Giorgio Poggi

Personal information
- Nationality: Italy
- Born: 26 August 1981 (age 44) Albenga, Italy
- Height: 1.85 m (6 ft 1 in)
- Weight: 90 kg (198 lb)

Sailing career
- Sport: Sailing
- Club: G.S. Fiamme Gialle
- Coached by: Valentin Mankin (personal) Michele Marchesini (national)
- Class: Dinghy

= Giorgio Poggi =

Italian sailor (born 1981)

Giorgio Poggi (born 26 August 1981 in Albenga) is an Italian sailor who specializes in the Finn class. He has been selected to compete for the Italian sailing team at the 2008 Summer Olympics, and has come close to an Olympic medal race in the Finn fleet (finishing in eleventh place).
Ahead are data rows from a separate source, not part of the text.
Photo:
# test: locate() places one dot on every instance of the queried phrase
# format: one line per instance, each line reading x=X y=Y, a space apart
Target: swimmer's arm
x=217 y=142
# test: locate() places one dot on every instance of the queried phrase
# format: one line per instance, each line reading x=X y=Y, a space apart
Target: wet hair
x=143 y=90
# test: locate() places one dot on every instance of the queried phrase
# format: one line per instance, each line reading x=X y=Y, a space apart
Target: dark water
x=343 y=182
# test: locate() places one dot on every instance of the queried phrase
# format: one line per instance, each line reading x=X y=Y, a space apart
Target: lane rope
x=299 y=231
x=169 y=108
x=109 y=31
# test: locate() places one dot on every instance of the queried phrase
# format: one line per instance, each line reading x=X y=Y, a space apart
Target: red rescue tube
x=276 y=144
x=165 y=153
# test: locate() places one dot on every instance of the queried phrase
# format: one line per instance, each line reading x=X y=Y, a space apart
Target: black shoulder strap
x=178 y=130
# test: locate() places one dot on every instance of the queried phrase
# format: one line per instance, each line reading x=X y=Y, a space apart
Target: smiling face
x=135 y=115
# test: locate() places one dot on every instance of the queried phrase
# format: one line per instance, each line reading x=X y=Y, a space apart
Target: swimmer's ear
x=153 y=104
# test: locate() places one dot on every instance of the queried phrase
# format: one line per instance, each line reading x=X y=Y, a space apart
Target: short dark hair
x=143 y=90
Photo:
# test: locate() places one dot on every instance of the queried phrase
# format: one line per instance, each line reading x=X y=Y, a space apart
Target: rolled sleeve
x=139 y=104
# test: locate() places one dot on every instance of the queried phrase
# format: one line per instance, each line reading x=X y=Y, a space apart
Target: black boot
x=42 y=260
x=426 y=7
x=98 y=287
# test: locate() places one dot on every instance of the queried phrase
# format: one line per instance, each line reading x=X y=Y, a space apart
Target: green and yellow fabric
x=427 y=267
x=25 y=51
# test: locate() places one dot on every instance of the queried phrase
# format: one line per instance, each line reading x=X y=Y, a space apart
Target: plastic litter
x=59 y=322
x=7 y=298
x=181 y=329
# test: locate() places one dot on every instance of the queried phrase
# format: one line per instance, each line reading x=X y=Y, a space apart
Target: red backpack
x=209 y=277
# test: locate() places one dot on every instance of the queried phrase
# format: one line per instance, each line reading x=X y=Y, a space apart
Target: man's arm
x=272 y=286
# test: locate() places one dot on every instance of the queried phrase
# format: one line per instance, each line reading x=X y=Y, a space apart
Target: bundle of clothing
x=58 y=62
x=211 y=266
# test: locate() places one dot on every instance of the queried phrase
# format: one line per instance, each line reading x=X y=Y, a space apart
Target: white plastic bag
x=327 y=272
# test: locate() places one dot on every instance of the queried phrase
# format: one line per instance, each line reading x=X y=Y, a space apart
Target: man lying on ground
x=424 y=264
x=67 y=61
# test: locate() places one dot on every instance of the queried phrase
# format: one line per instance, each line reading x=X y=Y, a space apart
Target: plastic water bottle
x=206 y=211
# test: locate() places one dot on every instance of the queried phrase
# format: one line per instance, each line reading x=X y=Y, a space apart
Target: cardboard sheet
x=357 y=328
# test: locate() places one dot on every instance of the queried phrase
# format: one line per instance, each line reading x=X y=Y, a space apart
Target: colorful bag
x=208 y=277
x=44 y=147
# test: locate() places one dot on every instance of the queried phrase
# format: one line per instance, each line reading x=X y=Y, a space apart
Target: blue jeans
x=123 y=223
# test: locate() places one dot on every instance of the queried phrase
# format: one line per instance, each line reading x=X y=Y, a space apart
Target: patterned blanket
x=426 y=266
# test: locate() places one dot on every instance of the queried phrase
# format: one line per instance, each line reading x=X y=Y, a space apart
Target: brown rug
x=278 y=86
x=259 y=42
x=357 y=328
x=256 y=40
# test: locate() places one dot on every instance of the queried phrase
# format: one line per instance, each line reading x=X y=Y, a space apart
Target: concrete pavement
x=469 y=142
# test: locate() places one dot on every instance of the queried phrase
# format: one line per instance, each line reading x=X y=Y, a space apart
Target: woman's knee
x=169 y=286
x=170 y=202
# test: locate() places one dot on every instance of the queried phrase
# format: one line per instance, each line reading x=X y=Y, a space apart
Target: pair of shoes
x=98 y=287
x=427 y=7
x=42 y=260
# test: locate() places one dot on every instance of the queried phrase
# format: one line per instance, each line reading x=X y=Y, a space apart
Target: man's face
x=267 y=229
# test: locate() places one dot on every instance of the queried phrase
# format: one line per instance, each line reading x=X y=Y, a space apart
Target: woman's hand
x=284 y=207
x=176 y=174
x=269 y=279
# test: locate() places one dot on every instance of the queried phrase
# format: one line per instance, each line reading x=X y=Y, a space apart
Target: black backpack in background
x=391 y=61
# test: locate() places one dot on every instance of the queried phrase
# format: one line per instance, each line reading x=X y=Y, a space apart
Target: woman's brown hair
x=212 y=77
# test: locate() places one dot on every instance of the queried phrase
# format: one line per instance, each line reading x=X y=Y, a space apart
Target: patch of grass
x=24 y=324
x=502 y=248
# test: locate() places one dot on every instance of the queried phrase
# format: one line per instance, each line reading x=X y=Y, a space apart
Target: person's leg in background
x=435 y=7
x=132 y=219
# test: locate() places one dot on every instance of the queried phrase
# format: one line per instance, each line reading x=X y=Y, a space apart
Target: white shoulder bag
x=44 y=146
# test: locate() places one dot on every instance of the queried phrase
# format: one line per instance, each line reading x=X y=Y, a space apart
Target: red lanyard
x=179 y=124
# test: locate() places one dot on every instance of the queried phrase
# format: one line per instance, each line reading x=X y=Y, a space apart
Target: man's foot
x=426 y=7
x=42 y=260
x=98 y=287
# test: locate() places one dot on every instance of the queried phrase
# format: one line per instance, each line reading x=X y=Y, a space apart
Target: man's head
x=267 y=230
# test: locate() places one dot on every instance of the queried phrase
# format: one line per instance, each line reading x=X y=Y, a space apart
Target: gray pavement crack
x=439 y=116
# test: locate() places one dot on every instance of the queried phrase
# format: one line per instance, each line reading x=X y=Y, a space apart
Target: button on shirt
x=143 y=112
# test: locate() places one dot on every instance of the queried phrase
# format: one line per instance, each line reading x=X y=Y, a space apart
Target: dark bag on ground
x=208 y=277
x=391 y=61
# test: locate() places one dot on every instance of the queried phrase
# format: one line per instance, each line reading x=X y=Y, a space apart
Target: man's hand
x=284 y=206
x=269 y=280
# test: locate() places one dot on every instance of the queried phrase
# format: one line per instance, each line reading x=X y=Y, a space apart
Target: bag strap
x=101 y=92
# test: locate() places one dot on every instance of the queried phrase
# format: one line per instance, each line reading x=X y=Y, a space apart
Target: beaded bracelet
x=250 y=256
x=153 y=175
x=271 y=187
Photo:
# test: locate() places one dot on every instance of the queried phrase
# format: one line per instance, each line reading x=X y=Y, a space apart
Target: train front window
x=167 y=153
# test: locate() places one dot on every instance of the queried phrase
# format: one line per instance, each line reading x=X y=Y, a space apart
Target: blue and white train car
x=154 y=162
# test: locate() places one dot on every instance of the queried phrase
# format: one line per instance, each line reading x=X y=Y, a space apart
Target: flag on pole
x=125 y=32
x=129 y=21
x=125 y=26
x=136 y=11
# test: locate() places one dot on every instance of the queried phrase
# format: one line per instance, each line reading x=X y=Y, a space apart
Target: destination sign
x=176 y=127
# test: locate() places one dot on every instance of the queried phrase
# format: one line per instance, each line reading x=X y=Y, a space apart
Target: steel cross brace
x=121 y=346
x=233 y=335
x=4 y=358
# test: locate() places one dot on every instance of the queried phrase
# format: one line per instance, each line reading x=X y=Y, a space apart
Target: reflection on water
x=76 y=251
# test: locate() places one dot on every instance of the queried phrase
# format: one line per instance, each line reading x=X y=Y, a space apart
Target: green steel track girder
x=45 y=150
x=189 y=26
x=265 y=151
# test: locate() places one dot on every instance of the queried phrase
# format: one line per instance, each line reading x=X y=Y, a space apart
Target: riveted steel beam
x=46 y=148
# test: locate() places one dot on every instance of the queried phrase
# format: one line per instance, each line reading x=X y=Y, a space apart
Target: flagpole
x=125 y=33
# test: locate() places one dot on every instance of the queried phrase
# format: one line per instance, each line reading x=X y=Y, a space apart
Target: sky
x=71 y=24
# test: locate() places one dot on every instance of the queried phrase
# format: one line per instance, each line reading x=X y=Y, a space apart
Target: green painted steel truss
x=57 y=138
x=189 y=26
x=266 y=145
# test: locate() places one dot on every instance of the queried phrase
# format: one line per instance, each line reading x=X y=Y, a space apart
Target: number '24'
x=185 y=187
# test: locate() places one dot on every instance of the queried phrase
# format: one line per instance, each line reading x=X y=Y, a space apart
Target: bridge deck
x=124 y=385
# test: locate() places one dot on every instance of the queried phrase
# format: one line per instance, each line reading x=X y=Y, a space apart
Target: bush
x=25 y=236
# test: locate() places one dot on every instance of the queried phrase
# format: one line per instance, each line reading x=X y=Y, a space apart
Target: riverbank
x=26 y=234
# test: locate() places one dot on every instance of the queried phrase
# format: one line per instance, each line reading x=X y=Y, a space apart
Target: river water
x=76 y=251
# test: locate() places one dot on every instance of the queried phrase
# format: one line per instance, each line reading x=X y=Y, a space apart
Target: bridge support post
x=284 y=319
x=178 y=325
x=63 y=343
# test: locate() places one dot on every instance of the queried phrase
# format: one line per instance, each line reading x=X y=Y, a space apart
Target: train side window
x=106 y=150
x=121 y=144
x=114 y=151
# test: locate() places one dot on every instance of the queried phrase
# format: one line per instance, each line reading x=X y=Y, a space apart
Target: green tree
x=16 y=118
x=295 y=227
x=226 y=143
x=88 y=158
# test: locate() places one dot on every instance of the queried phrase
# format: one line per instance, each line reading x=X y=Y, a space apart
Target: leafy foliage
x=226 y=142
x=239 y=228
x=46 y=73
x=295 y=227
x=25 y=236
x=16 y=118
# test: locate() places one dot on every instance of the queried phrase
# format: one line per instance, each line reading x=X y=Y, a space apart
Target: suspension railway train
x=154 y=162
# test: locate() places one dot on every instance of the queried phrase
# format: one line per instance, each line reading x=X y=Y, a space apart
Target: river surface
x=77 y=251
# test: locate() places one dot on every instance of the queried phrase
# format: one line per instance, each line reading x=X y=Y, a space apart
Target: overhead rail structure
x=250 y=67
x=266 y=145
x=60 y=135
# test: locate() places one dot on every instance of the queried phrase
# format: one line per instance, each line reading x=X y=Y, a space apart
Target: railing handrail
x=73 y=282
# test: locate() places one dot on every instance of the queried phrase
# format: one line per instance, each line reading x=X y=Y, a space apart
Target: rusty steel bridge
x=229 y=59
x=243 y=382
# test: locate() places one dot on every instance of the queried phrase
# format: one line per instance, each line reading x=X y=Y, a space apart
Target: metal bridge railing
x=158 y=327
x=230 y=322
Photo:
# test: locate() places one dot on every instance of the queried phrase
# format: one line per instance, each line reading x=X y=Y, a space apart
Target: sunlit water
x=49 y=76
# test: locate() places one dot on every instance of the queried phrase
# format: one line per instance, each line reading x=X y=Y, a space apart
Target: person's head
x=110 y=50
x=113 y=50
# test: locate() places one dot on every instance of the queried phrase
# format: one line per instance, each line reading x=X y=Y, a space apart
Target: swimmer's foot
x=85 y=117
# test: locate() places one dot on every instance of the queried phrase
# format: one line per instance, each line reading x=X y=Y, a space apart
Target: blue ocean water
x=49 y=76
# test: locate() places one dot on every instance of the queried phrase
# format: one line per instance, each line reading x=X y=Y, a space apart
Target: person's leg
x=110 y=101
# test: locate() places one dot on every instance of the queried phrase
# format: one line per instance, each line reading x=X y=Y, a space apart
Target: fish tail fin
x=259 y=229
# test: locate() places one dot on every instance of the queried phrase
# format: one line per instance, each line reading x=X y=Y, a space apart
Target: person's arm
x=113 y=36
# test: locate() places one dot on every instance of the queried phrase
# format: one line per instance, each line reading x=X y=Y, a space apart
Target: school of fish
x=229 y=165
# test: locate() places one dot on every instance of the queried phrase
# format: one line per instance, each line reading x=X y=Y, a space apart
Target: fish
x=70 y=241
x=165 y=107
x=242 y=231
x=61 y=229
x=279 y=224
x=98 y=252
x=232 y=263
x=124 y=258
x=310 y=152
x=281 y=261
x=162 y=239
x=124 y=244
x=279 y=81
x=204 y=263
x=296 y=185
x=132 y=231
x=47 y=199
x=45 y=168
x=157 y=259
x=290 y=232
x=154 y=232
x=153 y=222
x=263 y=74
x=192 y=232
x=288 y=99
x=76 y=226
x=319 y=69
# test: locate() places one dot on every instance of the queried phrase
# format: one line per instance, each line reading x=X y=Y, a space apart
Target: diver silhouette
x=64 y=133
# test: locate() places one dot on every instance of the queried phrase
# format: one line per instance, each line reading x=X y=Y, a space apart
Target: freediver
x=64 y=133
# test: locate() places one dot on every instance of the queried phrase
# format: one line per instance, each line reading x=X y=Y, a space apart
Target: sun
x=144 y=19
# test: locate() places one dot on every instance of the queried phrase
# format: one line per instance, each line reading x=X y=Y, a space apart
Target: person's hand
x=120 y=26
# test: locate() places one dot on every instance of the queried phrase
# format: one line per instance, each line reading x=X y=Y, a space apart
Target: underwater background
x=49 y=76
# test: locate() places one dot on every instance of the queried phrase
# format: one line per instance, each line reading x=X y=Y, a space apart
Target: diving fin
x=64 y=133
Currently, Poggi is ranked nineteenth in the world for his respective sailing class by ISAF, following some of his successes at the Finn Gold Cup, World Championships, and the World Cup series.

==Biography==
Poggi started sailing at the age of twelve and then first competed as an Optimist and Laser specialist. In 2006, he gained weight and decided to move to the heavier Finn class. Throughout his pre-Olympic career, Poggi had produced a total of six gold medals in different sailing classes at the Italian national championships (from 2002 to 2008). While competing in the sport, Poggi worked as a member of the police force and sailing fleet for Gruppi Sportivi Fiamme Gialle, under the tutelage of his well-accomplished coaches: 2004 Olympian Michele Marchesini and three-time Olympic champion Valentin Mankin of the former Soviet Union.

Leading up to his Olympic debut, Poggi managed to get 169 points to place nineteenth and assure one of the six available Olympic berths at the ISAF Finn Gold Cup in Melbourne, Australia. At the 2008 Beijing Olympics, Poggi sailed a marvelous stretch to record a net grade of 74 after eight races in the Finn class, but missed out a chance to compete for the Olympic medal by just eight notches behind Spain's Rafael Trujillo, finishing in eleventh overall.